Aklımıza Kadıköy Şifa geldi. Ateşehir Kadıköy Şifaya gittik. Durumumu oradaki hepşireye anlattım. Doktorlar konuşup bir süre sonra geldi yanıma. Tamam bebeğinizi alıyoruz dedi. Hemen S’yi arabadan getirdik. Hastane çok güzel, temiz ve fazla kalabalık değildi. Neden daha önce Kadıköy Şifa’ya gitirmedik ki? Doktorumuz Uzm. Dr. Keyhan Fidan’dı. Yaşadıklarımızı konuştuk. Bekleyin birazdan gelecem dedi. Bir süre sonra bizi odasına aldı. Odasında bebekleri oyalayacak oyuncaklar. Minik masa ve sandelyeler vardı. S’yi sevdi biraz. Herşeyini kontol ve muayene etti.Rota aşısını istedi hemşireden. Rota aşısı ağızdan verilen bir aşıymış. Biberon gibi bebek emiyor. Tadı güzel olsa gerek S lıkır lıkır içti, ağzını şapırdattı, daha ister gibi bir hali vardı. Hemşire Keyhan Hn’a seslendi; “Hocam bu 2nci dozu da istiyor” Cuma günü de randevusuz gelin Verem aşısını yapayım dedi. Nihayet bu sıkıntımız da bitmişti. Bundan sonra doktorumuz Keyhan Fidan. Çok sevecen, tatlı bir bayan Keyhan Hn. Farsça bir isim ve unisex olarak kullanılıyor. Anlamı Dünya demekmiş. E benim kızım da Dünya tatlısı işte.
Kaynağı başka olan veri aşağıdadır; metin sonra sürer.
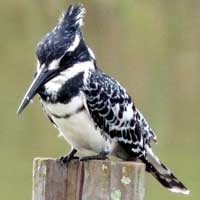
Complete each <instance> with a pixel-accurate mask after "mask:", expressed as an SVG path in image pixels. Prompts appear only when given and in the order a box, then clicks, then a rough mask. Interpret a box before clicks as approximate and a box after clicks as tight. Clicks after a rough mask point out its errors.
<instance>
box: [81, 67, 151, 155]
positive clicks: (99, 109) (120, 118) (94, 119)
mask: <svg viewBox="0 0 200 200" xmlns="http://www.w3.org/2000/svg"><path fill="white" fill-rule="evenodd" d="M84 92H85V94H86V103H87V107H88V110H89V112H90V115H91V117H92V119H93V120H94V122H95V124H96V126H97V127H98V128H100V129H101V132H102V134H103V135H104V136H105V137H109V138H111V139H113V138H116V139H117V140H118V142H119V143H120V144H121V145H122V146H123V147H124V149H126V151H127V152H128V153H129V154H131V155H132V156H134V157H140V156H141V155H144V154H145V151H144V142H149V140H150V139H148V138H151V137H153V135H152V136H151V135H149V133H148V131H147V129H148V124H147V122H146V120H145V119H143V116H142V115H141V113H140V112H139V111H138V110H137V109H136V108H135V106H134V104H133V102H132V100H131V97H130V96H129V95H128V94H127V92H126V90H125V89H124V88H123V87H122V86H121V85H120V84H119V83H118V82H117V81H115V80H113V79H112V78H111V77H109V76H108V75H106V74H104V73H102V72H101V71H100V70H96V71H93V72H90V75H89V78H88V79H87V81H86V85H85V88H84ZM143 126H144V127H143Z"/></svg>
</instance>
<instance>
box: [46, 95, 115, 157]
mask: <svg viewBox="0 0 200 200" xmlns="http://www.w3.org/2000/svg"><path fill="white" fill-rule="evenodd" d="M42 104H43V107H44V110H45V111H46V112H47V114H48V115H49V116H50V117H51V118H52V120H53V121H54V122H55V124H56V126H57V128H58V129H59V132H60V135H62V136H63V137H64V138H65V140H66V141H67V142H68V143H69V144H70V145H71V146H73V147H74V148H76V149H79V150H81V151H83V150H84V151H85V153H86V154H88V153H89V152H88V151H92V152H96V153H100V152H102V151H106V152H111V151H112V149H113V148H114V146H115V142H111V141H110V140H109V139H105V137H103V136H102V135H101V133H100V130H99V129H98V128H96V127H95V125H94V122H93V120H92V119H91V117H90V115H89V113H88V111H87V110H86V109H84V110H81V111H79V112H76V110H77V109H78V108H80V107H81V106H82V105H83V101H82V97H81V96H79V97H75V98H74V99H73V100H72V101H71V102H70V103H69V104H67V105H66V104H59V103H58V104H46V103H45V102H42ZM51 113H53V114H56V115H58V116H64V115H66V114H72V113H74V114H73V115H71V116H70V117H67V118H56V117H54V116H53V115H52V114H51Z"/></svg>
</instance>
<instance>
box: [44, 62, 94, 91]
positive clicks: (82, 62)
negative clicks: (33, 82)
mask: <svg viewBox="0 0 200 200" xmlns="http://www.w3.org/2000/svg"><path fill="white" fill-rule="evenodd" d="M94 69H95V66H94V63H93V62H92V61H86V62H80V63H77V64H74V65H73V66H72V67H70V68H68V69H66V70H64V71H62V72H60V74H59V75H58V76H56V77H55V78H53V79H52V80H50V81H49V82H47V83H46V84H45V88H46V90H47V92H48V93H56V92H57V91H58V90H59V89H60V88H61V87H62V86H63V85H64V84H65V83H66V82H67V81H68V80H69V79H71V78H73V77H75V76H76V75H77V74H79V73H81V72H83V73H84V82H85V80H86V79H87V77H88V73H89V71H90V70H94Z"/></svg>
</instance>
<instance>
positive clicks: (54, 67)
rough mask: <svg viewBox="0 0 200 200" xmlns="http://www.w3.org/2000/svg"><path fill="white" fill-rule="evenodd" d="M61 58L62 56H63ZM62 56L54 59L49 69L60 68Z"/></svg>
mask: <svg viewBox="0 0 200 200" xmlns="http://www.w3.org/2000/svg"><path fill="white" fill-rule="evenodd" d="M61 58H62V57H61ZM61 58H59V59H56V60H53V61H52V62H51V63H50V64H49V66H48V69H49V70H54V69H58V68H59V63H60V60H61Z"/></svg>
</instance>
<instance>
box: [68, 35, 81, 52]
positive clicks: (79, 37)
mask: <svg viewBox="0 0 200 200" xmlns="http://www.w3.org/2000/svg"><path fill="white" fill-rule="evenodd" d="M80 40H81V38H80V36H79V35H78V34H76V36H75V39H74V41H73V43H72V44H71V46H70V47H69V48H68V49H67V52H72V51H74V50H75V49H76V48H77V47H78V45H79V43H80Z"/></svg>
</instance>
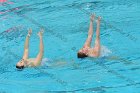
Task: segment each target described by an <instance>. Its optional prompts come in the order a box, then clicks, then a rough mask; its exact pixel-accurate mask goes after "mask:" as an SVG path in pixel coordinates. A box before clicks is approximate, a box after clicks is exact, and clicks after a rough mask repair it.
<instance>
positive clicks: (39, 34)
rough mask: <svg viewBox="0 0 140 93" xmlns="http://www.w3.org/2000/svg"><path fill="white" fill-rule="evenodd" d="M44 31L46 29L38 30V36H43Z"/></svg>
mask: <svg viewBox="0 0 140 93" xmlns="http://www.w3.org/2000/svg"><path fill="white" fill-rule="evenodd" d="M43 33H44V29H41V30H40V31H39V32H38V34H37V35H38V36H39V37H40V38H41V37H42V36H43Z"/></svg>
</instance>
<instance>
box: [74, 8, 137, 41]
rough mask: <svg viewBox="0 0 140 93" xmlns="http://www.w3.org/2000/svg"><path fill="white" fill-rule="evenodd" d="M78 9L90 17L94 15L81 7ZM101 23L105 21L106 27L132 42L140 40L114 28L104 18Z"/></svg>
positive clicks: (118, 29)
mask: <svg viewBox="0 0 140 93" xmlns="http://www.w3.org/2000/svg"><path fill="white" fill-rule="evenodd" d="M76 8H77V9H78V10H80V11H82V12H83V13H85V14H86V15H89V16H90V15H91V14H92V13H90V12H89V11H86V10H84V9H82V8H81V7H76ZM101 21H103V23H104V24H105V25H106V26H108V27H110V28H112V29H114V31H116V32H119V33H120V34H121V35H124V36H125V37H127V38H129V39H130V40H132V41H134V42H136V41H138V38H136V37H134V36H133V35H131V34H129V33H126V32H124V31H123V30H121V29H118V28H116V27H115V26H113V25H111V24H110V23H108V22H106V21H105V20H103V18H102V19H101Z"/></svg>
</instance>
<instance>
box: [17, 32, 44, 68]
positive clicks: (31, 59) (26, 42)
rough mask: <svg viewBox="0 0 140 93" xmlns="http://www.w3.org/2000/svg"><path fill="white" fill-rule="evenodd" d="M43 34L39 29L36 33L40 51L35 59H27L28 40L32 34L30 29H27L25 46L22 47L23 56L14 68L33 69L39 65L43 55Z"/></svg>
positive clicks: (28, 45) (31, 58)
mask: <svg viewBox="0 0 140 93" xmlns="http://www.w3.org/2000/svg"><path fill="white" fill-rule="evenodd" d="M43 32H44V30H43V29H41V31H40V32H38V36H39V38H40V50H39V53H38V55H37V57H36V58H28V55H29V39H30V36H31V34H32V29H29V31H28V34H27V36H26V40H25V45H24V54H23V57H22V59H21V60H20V61H19V62H18V63H17V65H16V68H18V69H23V68H25V67H35V66H39V65H40V64H41V61H42V58H43V54H44V45H43V38H42V37H43Z"/></svg>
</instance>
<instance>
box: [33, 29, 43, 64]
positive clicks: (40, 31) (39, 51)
mask: <svg viewBox="0 0 140 93" xmlns="http://www.w3.org/2000/svg"><path fill="white" fill-rule="evenodd" d="M43 32H44V30H43V29H42V30H41V31H40V32H39V33H38V36H39V38H40V50H39V53H38V55H37V57H36V60H35V62H34V66H38V65H40V63H41V61H42V58H43V54H44V45H43V38H42V37H43Z"/></svg>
Akşamda Nihan’lara gittik. Ben Enginle beraber spor salonuna gittim. Döndüğümüzde biraz daha oturduk, çay içtik. S bu günün kakasını orada yaptı. Son bezi de böylece kaka olmuştu. Altını yıkadılar ve kurulama bezini sarıdılar. Doğruca eve geldik. Dışarıda inanılmaz kötü bir hava var. Herkes doğalgaz yerine kömür yaktığı için eve girer girmez is koktuğumuzu farkettik. S’yi bu havalarda dışarı çıkarmamak lazım. Acaba eve de hava temizleme makinası almalımıyım bilmiyorum.